Eu estava (meio que) brincando quanto à nossa separação. Mas aqui está o que eu acho: cada geração tem um desafio, e eu acredito que a nossa é: pagar pelos erros da depravação passada – e criar uma prosperidade compartilhada, autêntica e sustentável.

Qualquer um, velho ou novo, pode fazer sua parte. Fazer parte da Geração M é mais relacionado com o que você faz do que quem é você ouquando você nasceu. Então a questão é: você ainda pertence ao século 20 – ou ao 21?

Abraços,

Umair e o Edge Economy Community

<<  Fim da tradução.

Imagino que a primeira reação de pessoas mais vividas à este texto será a de dizer: “jovens…, acreditam que são os primeiros que pensaram em mudar o mundo…

climate-change

Primeiramente, gostaria de comentar que acredito que cada geração tem como desafio consertar os erros, e construir em cima, da geração passada. Isto foi o que aconteceu com nossos pais e os pais dos nossos pais, e o que acontecerá com nossos filhos e os filhos dos nossos filhos.

Em segundo lugar, concordo com o fato deste rótulo de “Geração” ser um rótulo um pouco limitante de mais. Acredito que existam pessoas de diversas idades e caminhos da vida que se encaixam como os ‘M’s deste artigo. Mas também reconheço que estes valores possam ser mais acentuados em pessoas das novas gerações. Elas cresceram ou estão crescendo mais cientes das mudanças climáticas atuais, assistindo a manobras políticas cada vez mais descaradas e evidentes, entendendo os efeitos da concentração de riqueza e da falta de educação popular, e crescendo com maiores valores humanitários e sociais.

Ao ler este artigo, inicialmente fiquei com alguns conflitos internos, mas mesmo assim me identifiquei muito com seus valores.

Eu estava namorando uma SUV para comprar, pois acabei de ter um filho e meu carro atual não leva nem metade da infra de suporte ao meu pequeno. Mas entendo a gravidade da situação climática e do caos nas nossas cidades. Claro que não estava pensando em comprar uma dessas SUVs americanas de 8 cilindros, 3Km/l. Minha consciência já estava focada numa Honda CRV, dessas japonesas, um pouco mais eficientes. Mas se já estivesse disponível, gostaria de poder comprar uma CRV Híbrida ou Elétrica. Ficaria com o melhor dos 2 mundos…

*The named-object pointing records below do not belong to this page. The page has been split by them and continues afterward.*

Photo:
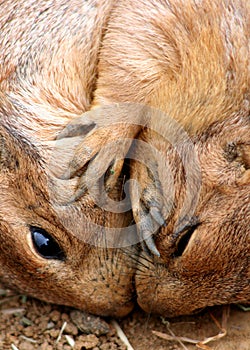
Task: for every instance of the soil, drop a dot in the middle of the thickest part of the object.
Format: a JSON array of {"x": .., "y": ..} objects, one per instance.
[{"x": 27, "y": 324}]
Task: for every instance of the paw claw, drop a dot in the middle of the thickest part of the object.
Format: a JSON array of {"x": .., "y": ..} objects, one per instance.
[{"x": 157, "y": 216}]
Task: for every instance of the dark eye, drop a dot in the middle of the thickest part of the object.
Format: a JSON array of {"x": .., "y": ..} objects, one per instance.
[
  {"x": 185, "y": 236},
  {"x": 45, "y": 245}
]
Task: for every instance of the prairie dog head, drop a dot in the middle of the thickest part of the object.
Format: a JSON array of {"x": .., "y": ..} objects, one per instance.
[
  {"x": 204, "y": 251},
  {"x": 49, "y": 53}
]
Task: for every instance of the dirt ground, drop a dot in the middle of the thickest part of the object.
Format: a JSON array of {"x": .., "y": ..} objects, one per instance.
[{"x": 27, "y": 324}]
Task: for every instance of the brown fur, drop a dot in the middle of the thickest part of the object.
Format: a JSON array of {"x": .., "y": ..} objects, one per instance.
[
  {"x": 49, "y": 54},
  {"x": 190, "y": 61}
]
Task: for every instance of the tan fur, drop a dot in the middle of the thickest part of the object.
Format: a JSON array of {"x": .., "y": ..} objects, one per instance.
[
  {"x": 211, "y": 266},
  {"x": 190, "y": 61},
  {"x": 49, "y": 53}
]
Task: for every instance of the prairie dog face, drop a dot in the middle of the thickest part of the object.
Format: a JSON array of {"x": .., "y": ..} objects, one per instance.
[
  {"x": 49, "y": 54},
  {"x": 50, "y": 250},
  {"x": 204, "y": 255}
]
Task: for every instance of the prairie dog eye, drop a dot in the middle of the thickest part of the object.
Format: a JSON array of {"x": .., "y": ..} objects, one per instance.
[
  {"x": 45, "y": 245},
  {"x": 185, "y": 236}
]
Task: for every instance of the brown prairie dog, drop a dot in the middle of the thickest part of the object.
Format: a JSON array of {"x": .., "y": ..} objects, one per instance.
[
  {"x": 189, "y": 60},
  {"x": 49, "y": 53}
]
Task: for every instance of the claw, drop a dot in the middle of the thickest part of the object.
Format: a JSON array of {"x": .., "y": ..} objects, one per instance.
[
  {"x": 157, "y": 216},
  {"x": 150, "y": 243},
  {"x": 146, "y": 231}
]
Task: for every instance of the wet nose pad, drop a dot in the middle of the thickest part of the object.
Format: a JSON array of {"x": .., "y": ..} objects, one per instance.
[{"x": 171, "y": 243}]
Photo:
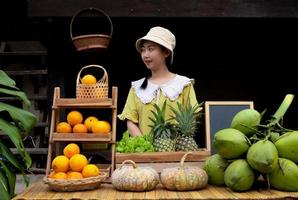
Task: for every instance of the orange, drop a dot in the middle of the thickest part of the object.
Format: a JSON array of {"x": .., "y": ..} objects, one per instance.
[
  {"x": 74, "y": 175},
  {"x": 60, "y": 164},
  {"x": 88, "y": 79},
  {"x": 71, "y": 149},
  {"x": 78, "y": 162},
  {"x": 74, "y": 117},
  {"x": 63, "y": 127},
  {"x": 80, "y": 128},
  {"x": 60, "y": 175},
  {"x": 51, "y": 175},
  {"x": 90, "y": 170},
  {"x": 101, "y": 127},
  {"x": 88, "y": 122}
]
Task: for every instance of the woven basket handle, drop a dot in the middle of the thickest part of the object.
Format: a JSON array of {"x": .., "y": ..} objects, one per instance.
[
  {"x": 104, "y": 78},
  {"x": 90, "y": 10}
]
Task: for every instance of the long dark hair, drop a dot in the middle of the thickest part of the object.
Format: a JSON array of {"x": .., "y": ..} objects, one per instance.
[{"x": 168, "y": 63}]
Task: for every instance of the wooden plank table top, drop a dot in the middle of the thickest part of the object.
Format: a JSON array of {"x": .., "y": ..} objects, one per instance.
[{"x": 39, "y": 190}]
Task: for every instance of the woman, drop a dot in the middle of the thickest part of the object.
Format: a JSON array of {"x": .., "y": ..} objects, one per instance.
[{"x": 157, "y": 50}]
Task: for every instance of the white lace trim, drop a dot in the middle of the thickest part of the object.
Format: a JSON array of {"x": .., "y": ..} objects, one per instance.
[{"x": 172, "y": 89}]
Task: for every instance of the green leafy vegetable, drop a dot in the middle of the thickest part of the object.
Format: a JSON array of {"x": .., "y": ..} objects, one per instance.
[{"x": 136, "y": 144}]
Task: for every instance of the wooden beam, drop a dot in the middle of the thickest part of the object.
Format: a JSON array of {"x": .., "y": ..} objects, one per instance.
[{"x": 167, "y": 8}]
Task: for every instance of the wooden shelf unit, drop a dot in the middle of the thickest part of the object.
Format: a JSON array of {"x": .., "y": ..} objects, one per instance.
[{"x": 55, "y": 138}]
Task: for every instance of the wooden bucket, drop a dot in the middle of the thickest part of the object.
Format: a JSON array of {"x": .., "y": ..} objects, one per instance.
[{"x": 91, "y": 42}]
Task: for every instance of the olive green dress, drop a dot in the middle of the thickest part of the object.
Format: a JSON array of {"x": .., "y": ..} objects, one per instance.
[{"x": 139, "y": 104}]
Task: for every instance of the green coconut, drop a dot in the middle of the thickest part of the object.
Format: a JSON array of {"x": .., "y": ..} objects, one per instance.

Cresci e fui educado com ambição e querendo coisas boas. Porém, meus pais também me atribuíram com um ótimo senso de respeito ao próximo e à natureza. Seriam estes valores conflitantes? Talvez não. Posso ser ambicioso a realizar grandes mudanças positivas à sociedade, elevando a maré para que todos os barcos subam, e colher meus frutos, podendo comprar minha SUV elétrica para levar meu filho para brincar na praia ou conhecer o campo.

Será que isto é querer muito? Será que é só meu sonho? Vocês são M’s também?

Bom, pelo menos a maioria das pessoas poderia seguir, no mínimo, o grande moto do Google: Don’t be Evil! (não seja malvado)

Uma resposta em “O Manifesto da Geração 'M'

  1. O texto é realmente muito bom e nos faz refletir sobre diversos conflitos existentes na atual sociedade e em nosso papel dentro dela. Mais uma vez demonstra que mudanças acontecem cada dia mais velozmente. Mudanças não só em organizações, mas em sociedades inteiras.
    Parabéns pela escolha do artigo e comentários atribuídos a ele!